Oh my gawd! An uncensored dictionary!

Note to whacked out parent: It’s a dictionary, not a Bible! (speaking of Bibles, a dictionary is certainly less obsessed with sex.)

It is a religious zealot or a narrow-minded fanatic who values ignorance and “innocence” over a comprehensive scholastic dictionary. Dictionaries are a repository of language and culture. Not just your language, but the words and phrases that are a product of the world around you. Dictionaries obviously define terms for many activities and things that you might not wish to visit upon your children. Good Gawd, lady! That’s no excuse to keep them under a rock.

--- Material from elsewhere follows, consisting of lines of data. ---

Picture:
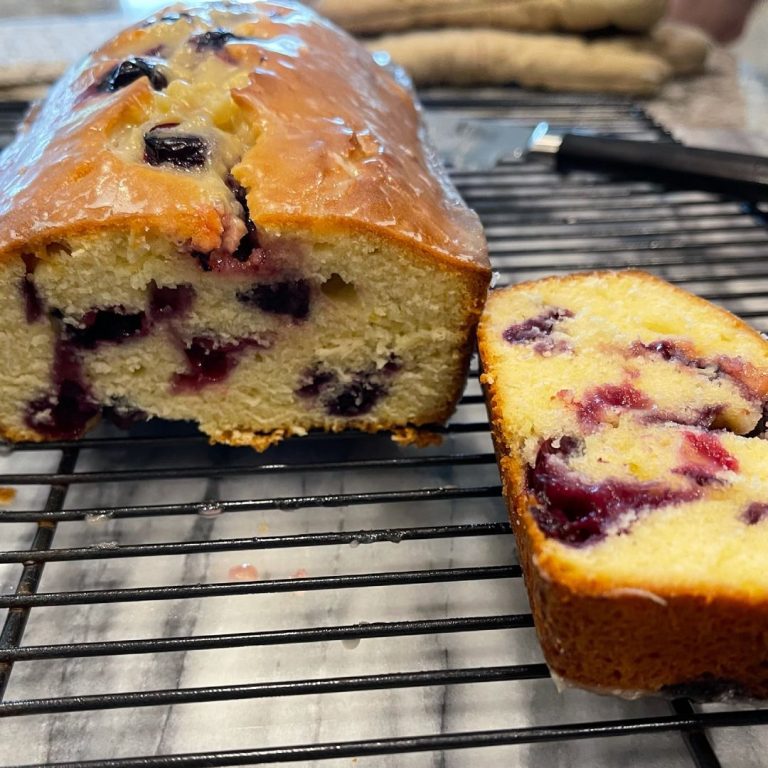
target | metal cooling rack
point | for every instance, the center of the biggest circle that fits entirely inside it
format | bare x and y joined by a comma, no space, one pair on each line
455,639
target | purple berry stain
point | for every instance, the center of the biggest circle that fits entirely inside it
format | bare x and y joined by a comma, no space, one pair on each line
755,513
213,40
181,150
290,297
209,361
106,326
64,413
353,394
622,397
577,511
537,329
166,302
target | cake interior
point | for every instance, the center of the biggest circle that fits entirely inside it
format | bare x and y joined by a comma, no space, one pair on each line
347,331
638,412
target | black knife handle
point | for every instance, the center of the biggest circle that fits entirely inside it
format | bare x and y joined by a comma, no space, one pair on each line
741,176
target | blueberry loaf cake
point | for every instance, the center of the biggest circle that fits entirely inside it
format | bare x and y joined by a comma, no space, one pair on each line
229,214
627,417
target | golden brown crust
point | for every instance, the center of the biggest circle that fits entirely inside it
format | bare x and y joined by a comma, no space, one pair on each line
339,144
627,642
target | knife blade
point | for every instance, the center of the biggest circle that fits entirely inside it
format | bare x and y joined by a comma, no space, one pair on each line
479,144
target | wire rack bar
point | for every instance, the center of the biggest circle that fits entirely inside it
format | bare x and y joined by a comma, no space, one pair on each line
330,538
16,621
112,476
468,740
286,503
262,587
376,629
350,684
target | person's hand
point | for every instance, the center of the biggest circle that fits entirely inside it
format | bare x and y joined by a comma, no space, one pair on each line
723,19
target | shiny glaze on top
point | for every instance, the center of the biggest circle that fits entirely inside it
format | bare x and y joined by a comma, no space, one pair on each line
318,133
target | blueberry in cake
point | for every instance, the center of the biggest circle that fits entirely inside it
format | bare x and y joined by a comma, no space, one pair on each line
627,418
229,214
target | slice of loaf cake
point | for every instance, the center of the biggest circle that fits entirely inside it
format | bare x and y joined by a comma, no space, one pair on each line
228,214
626,416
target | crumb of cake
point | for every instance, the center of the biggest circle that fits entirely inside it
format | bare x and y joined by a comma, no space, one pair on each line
755,513
243,572
170,301
594,403
111,325
210,361
536,329
290,297
576,510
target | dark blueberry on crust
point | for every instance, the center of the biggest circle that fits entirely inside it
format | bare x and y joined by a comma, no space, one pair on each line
169,301
290,297
33,305
64,413
111,326
182,150
250,241
576,510
130,70
214,40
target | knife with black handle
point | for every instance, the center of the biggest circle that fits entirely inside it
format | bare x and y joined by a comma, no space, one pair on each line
675,165
478,144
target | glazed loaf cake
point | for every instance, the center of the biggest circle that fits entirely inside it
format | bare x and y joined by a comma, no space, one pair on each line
626,416
229,214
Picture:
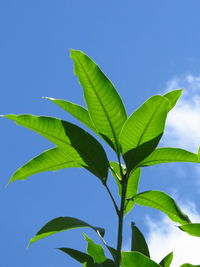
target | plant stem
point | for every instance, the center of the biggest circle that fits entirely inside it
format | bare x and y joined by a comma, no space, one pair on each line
113,200
120,222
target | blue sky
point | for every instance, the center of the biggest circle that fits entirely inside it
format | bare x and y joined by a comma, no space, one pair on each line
145,48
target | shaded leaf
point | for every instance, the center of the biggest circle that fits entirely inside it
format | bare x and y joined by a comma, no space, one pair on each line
132,189
136,259
79,256
173,97
75,110
163,202
167,260
169,154
95,250
138,242
80,145
191,229
142,131
50,160
105,106
61,224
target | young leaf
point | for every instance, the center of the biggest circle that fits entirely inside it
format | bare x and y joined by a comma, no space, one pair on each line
51,160
105,106
115,167
95,250
163,202
169,154
61,224
79,256
142,131
173,97
75,110
136,259
80,145
132,189
138,242
191,228
167,260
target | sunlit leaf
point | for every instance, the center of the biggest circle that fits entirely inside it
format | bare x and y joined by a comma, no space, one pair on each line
132,189
163,202
191,228
189,265
173,97
169,154
50,160
142,131
61,224
167,260
79,256
105,106
138,242
136,259
95,250
80,145
75,110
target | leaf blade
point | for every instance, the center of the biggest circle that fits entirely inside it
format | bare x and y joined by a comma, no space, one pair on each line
62,224
104,103
50,160
136,259
163,202
83,147
138,242
169,154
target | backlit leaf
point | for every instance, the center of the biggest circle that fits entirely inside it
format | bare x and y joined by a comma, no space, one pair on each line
142,131
104,104
62,224
80,145
163,202
169,154
50,160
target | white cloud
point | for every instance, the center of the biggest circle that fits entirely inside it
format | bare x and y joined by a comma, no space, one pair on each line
164,237
183,123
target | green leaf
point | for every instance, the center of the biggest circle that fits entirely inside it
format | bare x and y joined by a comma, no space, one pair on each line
95,250
132,189
136,259
61,224
163,202
80,145
105,106
51,160
166,261
189,265
115,168
138,242
79,256
75,110
173,97
191,228
142,131
169,154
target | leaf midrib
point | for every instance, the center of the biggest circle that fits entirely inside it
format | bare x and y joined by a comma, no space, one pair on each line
107,116
61,140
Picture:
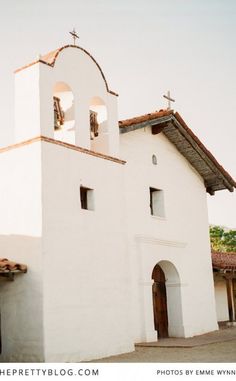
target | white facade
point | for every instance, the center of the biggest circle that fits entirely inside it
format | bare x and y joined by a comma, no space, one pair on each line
88,290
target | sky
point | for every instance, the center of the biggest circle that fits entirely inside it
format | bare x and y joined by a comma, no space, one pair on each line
145,48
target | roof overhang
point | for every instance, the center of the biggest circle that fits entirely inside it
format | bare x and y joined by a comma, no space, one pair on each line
179,134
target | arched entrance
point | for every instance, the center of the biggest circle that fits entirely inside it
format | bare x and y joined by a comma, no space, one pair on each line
167,304
159,302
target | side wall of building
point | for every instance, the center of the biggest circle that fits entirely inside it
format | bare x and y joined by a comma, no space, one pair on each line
85,258
177,237
20,241
221,298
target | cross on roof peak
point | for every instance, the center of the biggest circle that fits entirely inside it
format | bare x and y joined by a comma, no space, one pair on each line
74,35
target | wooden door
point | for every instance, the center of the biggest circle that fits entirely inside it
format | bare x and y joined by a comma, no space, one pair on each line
160,302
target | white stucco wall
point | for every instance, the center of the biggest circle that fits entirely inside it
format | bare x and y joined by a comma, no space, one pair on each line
85,259
20,241
34,99
181,237
221,299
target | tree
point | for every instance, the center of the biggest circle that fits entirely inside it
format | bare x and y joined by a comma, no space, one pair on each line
222,239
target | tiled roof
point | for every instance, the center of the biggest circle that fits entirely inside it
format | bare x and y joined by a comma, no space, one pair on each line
223,261
176,130
9,266
51,57
62,144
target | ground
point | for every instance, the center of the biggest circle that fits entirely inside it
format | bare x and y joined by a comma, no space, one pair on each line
222,350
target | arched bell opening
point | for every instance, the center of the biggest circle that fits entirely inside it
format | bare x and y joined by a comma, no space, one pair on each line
98,125
167,305
64,113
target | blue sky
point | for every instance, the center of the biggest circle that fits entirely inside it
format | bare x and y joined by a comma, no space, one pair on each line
144,48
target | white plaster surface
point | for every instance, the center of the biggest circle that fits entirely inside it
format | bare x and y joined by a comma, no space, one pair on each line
88,291
221,299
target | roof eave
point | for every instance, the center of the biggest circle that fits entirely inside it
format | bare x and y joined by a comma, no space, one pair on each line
175,129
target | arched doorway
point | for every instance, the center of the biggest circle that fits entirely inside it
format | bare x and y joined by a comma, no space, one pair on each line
167,300
160,302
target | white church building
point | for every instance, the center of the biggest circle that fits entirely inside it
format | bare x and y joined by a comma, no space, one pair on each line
104,214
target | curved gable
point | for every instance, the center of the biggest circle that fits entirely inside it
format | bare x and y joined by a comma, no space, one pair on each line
51,57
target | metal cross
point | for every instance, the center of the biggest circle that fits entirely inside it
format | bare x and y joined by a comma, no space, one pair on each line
74,35
169,100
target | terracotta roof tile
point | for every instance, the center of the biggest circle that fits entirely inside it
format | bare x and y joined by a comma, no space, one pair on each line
9,266
144,118
223,261
188,144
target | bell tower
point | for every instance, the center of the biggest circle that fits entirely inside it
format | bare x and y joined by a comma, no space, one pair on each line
64,95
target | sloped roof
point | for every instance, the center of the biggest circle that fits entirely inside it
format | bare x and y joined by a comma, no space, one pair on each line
51,57
7,266
176,130
223,261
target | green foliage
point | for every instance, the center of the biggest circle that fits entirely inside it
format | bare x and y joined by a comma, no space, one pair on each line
222,239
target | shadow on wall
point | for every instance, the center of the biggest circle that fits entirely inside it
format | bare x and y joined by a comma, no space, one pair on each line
21,301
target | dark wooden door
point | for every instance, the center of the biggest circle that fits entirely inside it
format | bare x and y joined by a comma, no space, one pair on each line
160,302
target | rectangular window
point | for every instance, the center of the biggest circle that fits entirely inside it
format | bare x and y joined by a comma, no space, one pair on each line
86,198
157,202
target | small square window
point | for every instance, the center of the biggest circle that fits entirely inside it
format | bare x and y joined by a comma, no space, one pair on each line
86,198
157,202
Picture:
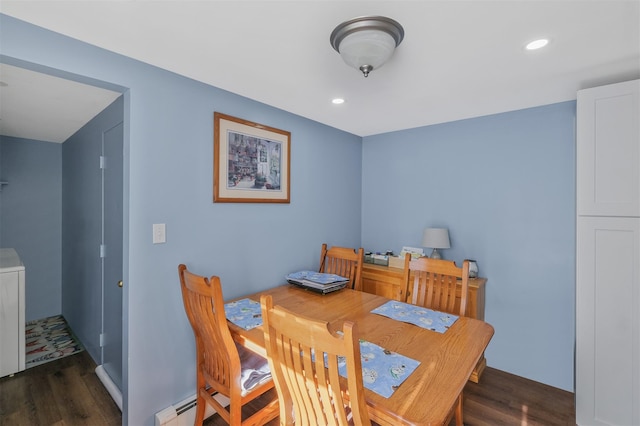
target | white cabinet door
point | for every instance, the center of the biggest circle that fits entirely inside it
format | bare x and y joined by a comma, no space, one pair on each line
608,150
608,321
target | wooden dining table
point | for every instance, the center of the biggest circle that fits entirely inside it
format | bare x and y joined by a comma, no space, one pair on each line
446,359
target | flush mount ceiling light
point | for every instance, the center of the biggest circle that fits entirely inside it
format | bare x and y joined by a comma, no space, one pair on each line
537,44
366,43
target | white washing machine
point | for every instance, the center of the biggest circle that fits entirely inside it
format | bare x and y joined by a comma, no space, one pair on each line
12,338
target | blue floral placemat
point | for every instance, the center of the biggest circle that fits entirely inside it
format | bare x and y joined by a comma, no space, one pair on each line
383,371
416,315
244,313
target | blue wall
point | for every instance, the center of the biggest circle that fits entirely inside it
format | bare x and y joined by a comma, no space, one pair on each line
504,185
31,218
168,179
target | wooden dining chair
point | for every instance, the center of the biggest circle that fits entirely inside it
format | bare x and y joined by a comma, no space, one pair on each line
222,366
343,261
304,357
435,286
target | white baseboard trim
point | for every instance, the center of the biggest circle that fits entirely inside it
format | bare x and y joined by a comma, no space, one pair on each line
111,387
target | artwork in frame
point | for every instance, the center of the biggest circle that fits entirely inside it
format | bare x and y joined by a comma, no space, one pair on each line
251,162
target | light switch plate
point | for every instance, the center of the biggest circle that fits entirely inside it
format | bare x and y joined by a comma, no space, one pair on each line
159,233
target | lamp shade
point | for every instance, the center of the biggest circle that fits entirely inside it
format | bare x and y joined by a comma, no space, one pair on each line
436,238
366,43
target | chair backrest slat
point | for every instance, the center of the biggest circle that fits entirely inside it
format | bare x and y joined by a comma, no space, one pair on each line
304,357
435,284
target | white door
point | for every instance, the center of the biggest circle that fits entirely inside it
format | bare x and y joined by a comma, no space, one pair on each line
608,321
608,152
112,257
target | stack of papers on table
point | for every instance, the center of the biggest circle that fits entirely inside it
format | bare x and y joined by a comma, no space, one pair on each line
317,281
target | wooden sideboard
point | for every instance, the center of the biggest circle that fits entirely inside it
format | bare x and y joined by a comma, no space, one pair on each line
387,282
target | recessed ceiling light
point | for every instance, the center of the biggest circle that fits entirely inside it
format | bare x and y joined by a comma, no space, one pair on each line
537,44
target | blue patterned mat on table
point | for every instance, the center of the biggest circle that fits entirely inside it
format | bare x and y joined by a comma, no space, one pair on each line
244,313
416,315
383,371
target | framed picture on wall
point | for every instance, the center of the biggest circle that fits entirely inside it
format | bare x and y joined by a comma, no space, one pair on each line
251,162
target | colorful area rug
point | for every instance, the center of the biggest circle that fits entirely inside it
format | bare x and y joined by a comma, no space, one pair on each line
49,339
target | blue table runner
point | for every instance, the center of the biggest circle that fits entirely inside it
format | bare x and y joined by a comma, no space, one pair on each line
416,315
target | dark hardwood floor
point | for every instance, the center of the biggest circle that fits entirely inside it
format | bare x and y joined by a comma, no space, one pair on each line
67,392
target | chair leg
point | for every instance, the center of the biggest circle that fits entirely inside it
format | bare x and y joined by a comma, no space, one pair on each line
201,404
459,421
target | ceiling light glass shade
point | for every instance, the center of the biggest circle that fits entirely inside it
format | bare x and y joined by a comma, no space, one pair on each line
368,42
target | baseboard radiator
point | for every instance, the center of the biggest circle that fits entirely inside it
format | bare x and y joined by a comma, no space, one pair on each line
184,413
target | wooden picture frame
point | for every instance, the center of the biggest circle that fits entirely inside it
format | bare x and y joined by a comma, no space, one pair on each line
251,162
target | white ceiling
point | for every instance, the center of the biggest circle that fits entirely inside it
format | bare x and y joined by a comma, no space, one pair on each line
459,59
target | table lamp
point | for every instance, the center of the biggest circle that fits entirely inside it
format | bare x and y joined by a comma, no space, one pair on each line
436,238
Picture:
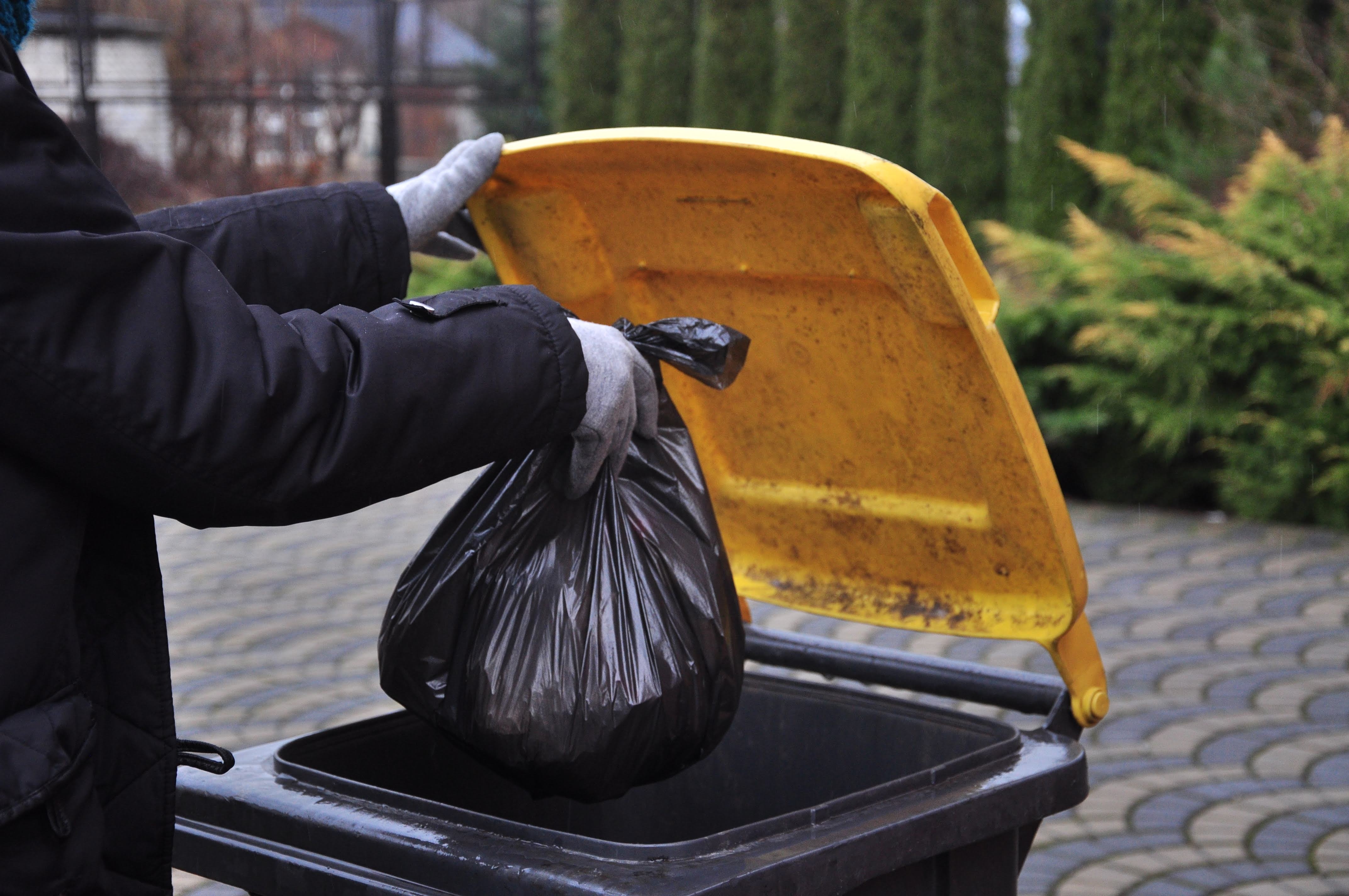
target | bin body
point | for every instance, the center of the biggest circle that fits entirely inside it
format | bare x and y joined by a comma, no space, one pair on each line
817,789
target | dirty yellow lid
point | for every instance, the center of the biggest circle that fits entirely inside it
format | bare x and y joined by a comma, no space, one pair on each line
877,459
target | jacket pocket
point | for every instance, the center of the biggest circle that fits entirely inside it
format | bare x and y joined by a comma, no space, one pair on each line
41,748
446,304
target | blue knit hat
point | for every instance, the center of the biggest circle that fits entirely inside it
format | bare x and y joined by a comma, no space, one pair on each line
15,21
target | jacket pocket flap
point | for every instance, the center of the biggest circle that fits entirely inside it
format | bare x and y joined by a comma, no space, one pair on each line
40,748
446,304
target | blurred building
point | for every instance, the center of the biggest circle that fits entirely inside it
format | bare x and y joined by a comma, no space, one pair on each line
130,77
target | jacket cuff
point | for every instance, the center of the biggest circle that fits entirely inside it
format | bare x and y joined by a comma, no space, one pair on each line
574,378
389,237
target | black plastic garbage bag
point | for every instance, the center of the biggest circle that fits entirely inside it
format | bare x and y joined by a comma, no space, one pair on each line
580,647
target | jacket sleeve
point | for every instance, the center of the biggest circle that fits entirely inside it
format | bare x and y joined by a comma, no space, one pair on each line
132,366
305,248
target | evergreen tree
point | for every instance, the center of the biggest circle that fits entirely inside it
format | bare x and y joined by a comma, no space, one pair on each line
655,64
1060,95
733,65
884,48
585,64
807,83
962,104
1151,100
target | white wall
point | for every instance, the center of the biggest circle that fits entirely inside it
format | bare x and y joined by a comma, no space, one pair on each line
132,84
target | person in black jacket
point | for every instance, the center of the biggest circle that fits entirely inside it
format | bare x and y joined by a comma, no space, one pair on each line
235,362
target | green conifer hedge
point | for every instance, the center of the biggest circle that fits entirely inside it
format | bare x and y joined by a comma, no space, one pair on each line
733,65
807,81
656,63
962,104
1151,107
1060,95
884,48
585,67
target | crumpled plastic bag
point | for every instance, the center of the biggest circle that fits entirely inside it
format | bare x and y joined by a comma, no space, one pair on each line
580,647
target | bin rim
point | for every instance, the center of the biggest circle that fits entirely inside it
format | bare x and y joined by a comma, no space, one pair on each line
662,222
289,760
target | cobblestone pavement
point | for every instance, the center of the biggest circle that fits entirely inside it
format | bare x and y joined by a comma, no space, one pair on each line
1223,767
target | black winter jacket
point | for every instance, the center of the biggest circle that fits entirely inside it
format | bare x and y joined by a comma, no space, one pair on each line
234,362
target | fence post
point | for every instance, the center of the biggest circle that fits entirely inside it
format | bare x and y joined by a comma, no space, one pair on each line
81,27
386,30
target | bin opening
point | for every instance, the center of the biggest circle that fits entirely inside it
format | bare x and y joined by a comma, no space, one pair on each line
764,775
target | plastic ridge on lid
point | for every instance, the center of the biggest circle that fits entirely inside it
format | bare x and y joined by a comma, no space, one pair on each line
879,461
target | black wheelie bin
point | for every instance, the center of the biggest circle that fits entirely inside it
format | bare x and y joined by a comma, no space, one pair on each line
877,462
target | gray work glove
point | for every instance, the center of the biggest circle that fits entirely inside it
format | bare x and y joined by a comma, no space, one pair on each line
434,202
621,397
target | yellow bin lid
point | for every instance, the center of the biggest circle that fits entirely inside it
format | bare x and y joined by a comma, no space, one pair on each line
877,459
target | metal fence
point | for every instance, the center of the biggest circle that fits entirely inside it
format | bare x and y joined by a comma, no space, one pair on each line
179,99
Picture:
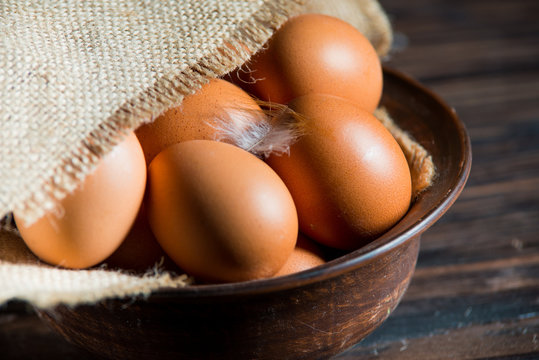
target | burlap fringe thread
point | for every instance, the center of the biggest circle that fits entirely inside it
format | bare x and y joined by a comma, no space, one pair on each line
24,277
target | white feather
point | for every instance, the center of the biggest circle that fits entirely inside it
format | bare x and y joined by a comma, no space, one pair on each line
274,133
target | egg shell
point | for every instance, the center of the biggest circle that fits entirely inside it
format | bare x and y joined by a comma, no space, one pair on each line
96,217
219,212
314,53
348,176
306,255
215,105
140,251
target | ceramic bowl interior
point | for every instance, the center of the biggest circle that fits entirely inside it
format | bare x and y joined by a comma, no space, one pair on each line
308,315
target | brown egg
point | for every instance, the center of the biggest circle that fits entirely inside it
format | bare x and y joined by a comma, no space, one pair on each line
306,255
97,216
216,105
315,53
219,212
140,251
348,176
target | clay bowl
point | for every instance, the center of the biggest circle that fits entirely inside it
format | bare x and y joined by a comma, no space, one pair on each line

Why not ban the definition of “murder”, “diarrhea” and “warts”. We certainly don’t want our kids to be visited by these plagues. Yet, few parents would attempt to shelter them from these definitions.

Don’t want your child to experience this? Simply ban it from the dictionary!

Who taught you that information is poisonous? For how long do you want your 5th grader to be ignorant of sex or even its basic terminology? From whom should he or she learn – If not from a dictionary, a school and from family?

Actually, I am more concerned with the response of the school board than with one ignorant parent. To be fair, the board is complaining, but not about the parent! Believe it or not, they are upset at the difficult task ahead. They plan to read the entire dictionary to see if other terms might offend another whacked out parent! Quoting the immortal Homer Simpson, “D’OH!”

Some people fear learning. They believe in the ostrich axiom “ignorance is bliss”. But school boards stand for education – that is, if brains aren’t checked at the door. Why would a school board kowtow to ignorance or fanaticism? Perhaps, the fanatic has a louder voice than the silent majority. Hopefully, parents who want educated offspring are still in the majority.